Volksabstimmungen in der Schweiz 2001

Dieser Artikel bietet eine Übersicht der Volksabstimmungen in der Schweiz im Jahr 2001.

In der Schweiz fanden 2001 auf Bundesebene elf Volksabstimmungen statt, im Rahmen dreier Urnengänge am 4. März, 10. Juni und 2. Dezember. Dabei handelte es sich um sieben Volksinitiativen, zwei fakultative Referenden und zwei obligatorische Referenden.

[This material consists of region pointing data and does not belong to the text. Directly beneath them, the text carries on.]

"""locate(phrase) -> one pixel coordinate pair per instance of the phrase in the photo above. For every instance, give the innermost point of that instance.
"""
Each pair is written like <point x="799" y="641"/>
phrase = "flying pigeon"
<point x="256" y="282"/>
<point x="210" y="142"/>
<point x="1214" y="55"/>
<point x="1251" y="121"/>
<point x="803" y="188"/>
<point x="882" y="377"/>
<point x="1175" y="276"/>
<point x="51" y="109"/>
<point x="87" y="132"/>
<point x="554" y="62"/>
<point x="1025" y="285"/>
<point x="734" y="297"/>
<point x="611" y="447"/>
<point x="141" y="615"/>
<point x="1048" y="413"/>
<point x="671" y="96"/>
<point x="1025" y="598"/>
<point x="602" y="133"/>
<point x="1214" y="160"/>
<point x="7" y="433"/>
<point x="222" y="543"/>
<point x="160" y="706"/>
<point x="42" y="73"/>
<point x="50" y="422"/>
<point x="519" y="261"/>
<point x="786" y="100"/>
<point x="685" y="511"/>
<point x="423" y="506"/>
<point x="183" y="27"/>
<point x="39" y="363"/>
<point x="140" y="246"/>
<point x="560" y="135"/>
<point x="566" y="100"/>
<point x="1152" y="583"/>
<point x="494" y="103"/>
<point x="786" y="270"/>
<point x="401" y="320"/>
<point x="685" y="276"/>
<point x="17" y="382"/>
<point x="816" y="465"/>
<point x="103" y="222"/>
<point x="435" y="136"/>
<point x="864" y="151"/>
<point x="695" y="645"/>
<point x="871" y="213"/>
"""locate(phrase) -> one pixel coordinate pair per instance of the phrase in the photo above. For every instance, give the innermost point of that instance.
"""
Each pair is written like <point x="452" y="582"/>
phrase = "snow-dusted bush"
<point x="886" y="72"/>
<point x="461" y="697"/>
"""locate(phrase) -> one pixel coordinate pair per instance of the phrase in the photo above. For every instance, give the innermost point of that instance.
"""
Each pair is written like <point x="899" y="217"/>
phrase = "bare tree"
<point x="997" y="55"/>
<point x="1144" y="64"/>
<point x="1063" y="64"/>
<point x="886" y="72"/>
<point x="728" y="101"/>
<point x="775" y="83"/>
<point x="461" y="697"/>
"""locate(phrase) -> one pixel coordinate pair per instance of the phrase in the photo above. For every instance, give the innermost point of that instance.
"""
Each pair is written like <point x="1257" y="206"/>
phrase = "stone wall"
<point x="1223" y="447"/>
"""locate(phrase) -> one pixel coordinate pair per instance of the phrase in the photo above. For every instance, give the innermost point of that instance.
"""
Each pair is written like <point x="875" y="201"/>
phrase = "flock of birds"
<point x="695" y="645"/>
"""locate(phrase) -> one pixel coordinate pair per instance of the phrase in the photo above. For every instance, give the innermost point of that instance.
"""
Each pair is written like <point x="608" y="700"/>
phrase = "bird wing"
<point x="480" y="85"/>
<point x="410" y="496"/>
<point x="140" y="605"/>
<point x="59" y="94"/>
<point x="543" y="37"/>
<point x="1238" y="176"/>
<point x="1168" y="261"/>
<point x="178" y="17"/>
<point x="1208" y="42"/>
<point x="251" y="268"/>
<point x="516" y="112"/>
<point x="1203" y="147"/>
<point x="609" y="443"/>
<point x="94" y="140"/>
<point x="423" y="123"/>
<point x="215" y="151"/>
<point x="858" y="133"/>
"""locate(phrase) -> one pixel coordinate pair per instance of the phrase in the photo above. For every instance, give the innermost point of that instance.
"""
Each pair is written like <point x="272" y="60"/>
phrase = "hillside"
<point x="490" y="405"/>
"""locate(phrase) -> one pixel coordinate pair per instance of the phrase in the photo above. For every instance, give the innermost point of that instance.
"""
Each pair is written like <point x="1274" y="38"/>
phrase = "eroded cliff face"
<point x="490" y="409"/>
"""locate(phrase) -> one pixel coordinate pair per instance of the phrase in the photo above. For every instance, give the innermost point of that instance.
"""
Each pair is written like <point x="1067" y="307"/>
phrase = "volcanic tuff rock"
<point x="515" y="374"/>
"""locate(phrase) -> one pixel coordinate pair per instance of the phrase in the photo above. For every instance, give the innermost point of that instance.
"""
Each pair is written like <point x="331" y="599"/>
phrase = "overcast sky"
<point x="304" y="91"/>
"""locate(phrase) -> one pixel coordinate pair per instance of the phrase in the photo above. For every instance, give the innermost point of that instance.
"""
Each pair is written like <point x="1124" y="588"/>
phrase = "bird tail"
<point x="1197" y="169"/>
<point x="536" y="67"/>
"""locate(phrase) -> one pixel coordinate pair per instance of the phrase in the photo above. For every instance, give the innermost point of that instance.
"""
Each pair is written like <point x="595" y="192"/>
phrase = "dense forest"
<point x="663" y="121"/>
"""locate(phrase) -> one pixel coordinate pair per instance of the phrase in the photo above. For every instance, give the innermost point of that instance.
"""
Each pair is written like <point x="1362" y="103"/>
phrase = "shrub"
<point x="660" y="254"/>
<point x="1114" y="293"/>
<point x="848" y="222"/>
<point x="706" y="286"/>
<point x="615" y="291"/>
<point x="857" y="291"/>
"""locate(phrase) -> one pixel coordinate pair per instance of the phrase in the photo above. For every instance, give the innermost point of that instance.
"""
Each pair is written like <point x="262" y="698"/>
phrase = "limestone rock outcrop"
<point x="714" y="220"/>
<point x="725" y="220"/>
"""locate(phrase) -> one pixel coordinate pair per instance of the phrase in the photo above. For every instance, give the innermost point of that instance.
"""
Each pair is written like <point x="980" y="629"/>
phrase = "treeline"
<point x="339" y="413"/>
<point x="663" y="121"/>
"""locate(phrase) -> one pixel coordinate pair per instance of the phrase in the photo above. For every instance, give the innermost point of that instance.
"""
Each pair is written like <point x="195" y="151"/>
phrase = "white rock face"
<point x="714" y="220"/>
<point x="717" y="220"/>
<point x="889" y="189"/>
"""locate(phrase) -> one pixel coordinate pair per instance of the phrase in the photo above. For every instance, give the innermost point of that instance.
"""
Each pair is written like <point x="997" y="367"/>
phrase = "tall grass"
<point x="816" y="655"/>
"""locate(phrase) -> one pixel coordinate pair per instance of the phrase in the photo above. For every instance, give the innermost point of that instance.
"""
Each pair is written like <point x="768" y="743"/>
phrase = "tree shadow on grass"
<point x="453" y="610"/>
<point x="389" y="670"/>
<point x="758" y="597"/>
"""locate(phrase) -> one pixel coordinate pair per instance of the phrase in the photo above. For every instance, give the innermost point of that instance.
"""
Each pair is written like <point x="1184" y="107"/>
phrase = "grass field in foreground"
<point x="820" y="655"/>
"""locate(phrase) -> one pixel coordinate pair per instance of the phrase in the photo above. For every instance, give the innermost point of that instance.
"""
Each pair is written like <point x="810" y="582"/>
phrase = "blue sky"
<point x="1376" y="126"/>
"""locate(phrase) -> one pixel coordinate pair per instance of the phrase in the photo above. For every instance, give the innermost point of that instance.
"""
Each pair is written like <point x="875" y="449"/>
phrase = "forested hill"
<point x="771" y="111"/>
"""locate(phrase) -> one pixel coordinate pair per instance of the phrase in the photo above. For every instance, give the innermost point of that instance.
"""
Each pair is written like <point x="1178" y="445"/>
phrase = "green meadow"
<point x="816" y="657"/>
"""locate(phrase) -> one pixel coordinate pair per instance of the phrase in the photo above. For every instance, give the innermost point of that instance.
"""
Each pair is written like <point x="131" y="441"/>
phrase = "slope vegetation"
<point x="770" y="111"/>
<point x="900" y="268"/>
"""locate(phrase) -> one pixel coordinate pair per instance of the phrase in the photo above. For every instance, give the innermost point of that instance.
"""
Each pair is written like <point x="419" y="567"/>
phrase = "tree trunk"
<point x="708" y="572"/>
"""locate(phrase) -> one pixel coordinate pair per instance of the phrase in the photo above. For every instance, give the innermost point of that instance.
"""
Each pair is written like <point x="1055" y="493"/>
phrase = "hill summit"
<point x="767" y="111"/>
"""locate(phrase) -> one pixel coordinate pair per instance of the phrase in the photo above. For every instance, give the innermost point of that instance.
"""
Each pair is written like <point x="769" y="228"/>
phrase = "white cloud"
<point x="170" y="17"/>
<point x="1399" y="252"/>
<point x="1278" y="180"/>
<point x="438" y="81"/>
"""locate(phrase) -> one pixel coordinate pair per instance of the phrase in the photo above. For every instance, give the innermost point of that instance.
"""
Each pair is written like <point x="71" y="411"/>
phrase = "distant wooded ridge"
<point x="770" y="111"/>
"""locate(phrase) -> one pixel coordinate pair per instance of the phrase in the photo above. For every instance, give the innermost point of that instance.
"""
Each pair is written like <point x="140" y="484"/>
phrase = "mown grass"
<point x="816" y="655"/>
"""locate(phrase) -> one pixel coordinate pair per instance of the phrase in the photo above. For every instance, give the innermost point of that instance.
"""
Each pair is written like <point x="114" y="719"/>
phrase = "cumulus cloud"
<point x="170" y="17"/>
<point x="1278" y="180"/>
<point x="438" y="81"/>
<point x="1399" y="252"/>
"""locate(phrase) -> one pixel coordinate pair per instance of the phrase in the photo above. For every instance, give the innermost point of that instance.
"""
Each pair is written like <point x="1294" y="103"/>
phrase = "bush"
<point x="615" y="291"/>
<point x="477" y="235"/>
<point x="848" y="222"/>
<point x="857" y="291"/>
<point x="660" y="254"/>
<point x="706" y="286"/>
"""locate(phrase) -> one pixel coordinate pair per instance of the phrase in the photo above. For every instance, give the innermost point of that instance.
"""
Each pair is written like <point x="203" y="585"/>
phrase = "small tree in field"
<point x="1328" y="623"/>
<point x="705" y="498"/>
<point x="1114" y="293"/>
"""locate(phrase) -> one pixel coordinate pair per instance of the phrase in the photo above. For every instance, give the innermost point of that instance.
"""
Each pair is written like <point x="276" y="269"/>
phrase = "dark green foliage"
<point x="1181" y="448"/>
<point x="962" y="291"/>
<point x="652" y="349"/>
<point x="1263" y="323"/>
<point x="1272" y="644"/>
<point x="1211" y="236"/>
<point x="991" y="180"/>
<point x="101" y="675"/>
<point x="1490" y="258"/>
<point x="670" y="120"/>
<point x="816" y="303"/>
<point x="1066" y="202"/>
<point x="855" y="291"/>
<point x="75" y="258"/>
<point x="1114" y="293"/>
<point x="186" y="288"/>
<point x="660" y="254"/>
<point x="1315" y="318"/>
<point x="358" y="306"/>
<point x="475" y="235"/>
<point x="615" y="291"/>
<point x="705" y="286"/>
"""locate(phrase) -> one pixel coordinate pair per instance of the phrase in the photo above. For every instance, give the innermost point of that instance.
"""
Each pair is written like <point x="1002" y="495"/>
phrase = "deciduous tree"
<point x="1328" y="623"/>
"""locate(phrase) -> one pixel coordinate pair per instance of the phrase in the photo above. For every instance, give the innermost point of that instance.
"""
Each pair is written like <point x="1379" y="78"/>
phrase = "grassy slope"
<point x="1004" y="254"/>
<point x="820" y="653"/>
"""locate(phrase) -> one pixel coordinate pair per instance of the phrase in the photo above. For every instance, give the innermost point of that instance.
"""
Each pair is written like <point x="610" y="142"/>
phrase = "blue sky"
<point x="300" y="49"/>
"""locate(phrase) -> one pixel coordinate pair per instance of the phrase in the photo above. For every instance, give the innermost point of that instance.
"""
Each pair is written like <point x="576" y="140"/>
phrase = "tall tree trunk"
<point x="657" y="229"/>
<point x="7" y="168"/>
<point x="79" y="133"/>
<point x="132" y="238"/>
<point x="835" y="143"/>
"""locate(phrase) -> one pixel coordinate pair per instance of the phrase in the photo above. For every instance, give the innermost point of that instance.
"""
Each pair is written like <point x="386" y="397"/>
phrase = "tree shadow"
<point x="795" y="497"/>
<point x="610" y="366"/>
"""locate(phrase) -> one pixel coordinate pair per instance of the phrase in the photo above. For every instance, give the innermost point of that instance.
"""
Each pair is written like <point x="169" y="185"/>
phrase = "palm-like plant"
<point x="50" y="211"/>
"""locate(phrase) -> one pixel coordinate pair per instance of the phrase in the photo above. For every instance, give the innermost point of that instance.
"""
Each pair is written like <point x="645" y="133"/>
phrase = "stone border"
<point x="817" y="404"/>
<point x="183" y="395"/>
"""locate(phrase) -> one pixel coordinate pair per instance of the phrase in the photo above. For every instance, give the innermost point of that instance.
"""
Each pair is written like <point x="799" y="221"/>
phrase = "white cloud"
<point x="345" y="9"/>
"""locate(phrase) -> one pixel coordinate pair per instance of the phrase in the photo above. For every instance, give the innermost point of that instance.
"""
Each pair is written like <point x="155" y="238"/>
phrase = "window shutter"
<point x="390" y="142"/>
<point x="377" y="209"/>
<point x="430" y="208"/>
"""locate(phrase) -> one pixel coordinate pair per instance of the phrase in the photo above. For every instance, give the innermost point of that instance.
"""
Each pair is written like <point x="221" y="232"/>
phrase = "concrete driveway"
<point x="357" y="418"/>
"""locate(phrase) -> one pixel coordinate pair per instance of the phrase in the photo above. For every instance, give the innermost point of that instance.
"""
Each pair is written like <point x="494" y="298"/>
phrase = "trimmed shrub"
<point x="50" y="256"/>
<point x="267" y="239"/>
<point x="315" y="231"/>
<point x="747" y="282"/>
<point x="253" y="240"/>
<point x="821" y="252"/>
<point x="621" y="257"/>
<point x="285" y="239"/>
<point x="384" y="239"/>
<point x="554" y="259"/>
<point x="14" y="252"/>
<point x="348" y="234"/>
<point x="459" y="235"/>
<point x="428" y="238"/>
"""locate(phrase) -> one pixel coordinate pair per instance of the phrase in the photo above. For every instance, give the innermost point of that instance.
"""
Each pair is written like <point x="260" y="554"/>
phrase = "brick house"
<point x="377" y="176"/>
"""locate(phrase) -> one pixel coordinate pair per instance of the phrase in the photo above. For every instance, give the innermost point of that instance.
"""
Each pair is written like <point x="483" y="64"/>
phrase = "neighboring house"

Abstimmungen am 4. März 2001

Ergebnisse

Nr.VorlageArtStimm-
berechtigte
Abgegebene
Stimmen
BeteiligungGültige
Stimmen
JaNeinJa-AnteilNein-AnteilStändeErgebnis
474[1]Eidgenössische Volksinitiative «Ja zu Europa»VI4'688'5852'616'11955,79 %2'579'766597'2171'982'54923,15 %76,85 %0:23nein
475[2]Eidgenössische Volksinitiative «für tiefere Arzneimittelpreise»VI4'688'5852'612'00855,70 %2'565'718791'5891'774'12930,85 %69,15 %0:23nein
476[3]Eidgenössische Volksinitiative «für mehr Verkehrssicherheit durch Tempo 30 innerorts mit Ausnahmen (Strassen für alle)»VI4'688'5852'616'13955,79 %2'588'923525'6092'063'31420,30 %79,70 %0:23nein

Ja zu Europa

Als Reaktion auf die Ablehnung des Beitritts zum Europäischen Wirtschaftsraum im Dezember 1992 reichten fünf proeuropäische Organisationen im Juli 1996 eine Volksinitiative ein. Sie verlangte die unverzügliche Aufnahme von Verhandlungen über einen Beitritt der Schweiz zur Europäischen Union (EU). Obwohl der Bundesrat grundsätzlich dasselbe Ziel wie die Initianten verfolgte, wies er das Begehren zurück. Er wollte das Beitrittsgesuch erst dann reaktivieren, wenn seine Integrationspolitik vom Parlament mitgetragen wird. Dieses lehnte die Initiative ebenfalls deutlich ab. Unterstützung fand das Begehren bei linken Parteien sowie bei der CVP (bei 18 abweichenden Kantonalparteien) und der LPS. Die Befürworter waren der Ansicht, ein EU-Beitritt würde die Souveränität der Schweiz stärken, da sie bei wichtigen Entscheidungen mitbestimmen dürfe und die zunehmende internationale Isolation durchbrechen könne. Gegen die Vorlage sprachen sich kleine Rechtsaussenparteien, die SVP und die FDP aus. Während die gemässigten Gegner den Beitritt zur EU nicht grundsätzlich ablehnten, sondern nur die sofortige Aufnahme von Beitrittsverhandlungen, lehnten die SVP und die AUNS jegliche Annäherung an die EU aus prinzipiellen Überlegungen ab. Mehr als drei Viertel der Abstimmenden und sämtliche Kantone stimmten gegen die Vorlage.[4]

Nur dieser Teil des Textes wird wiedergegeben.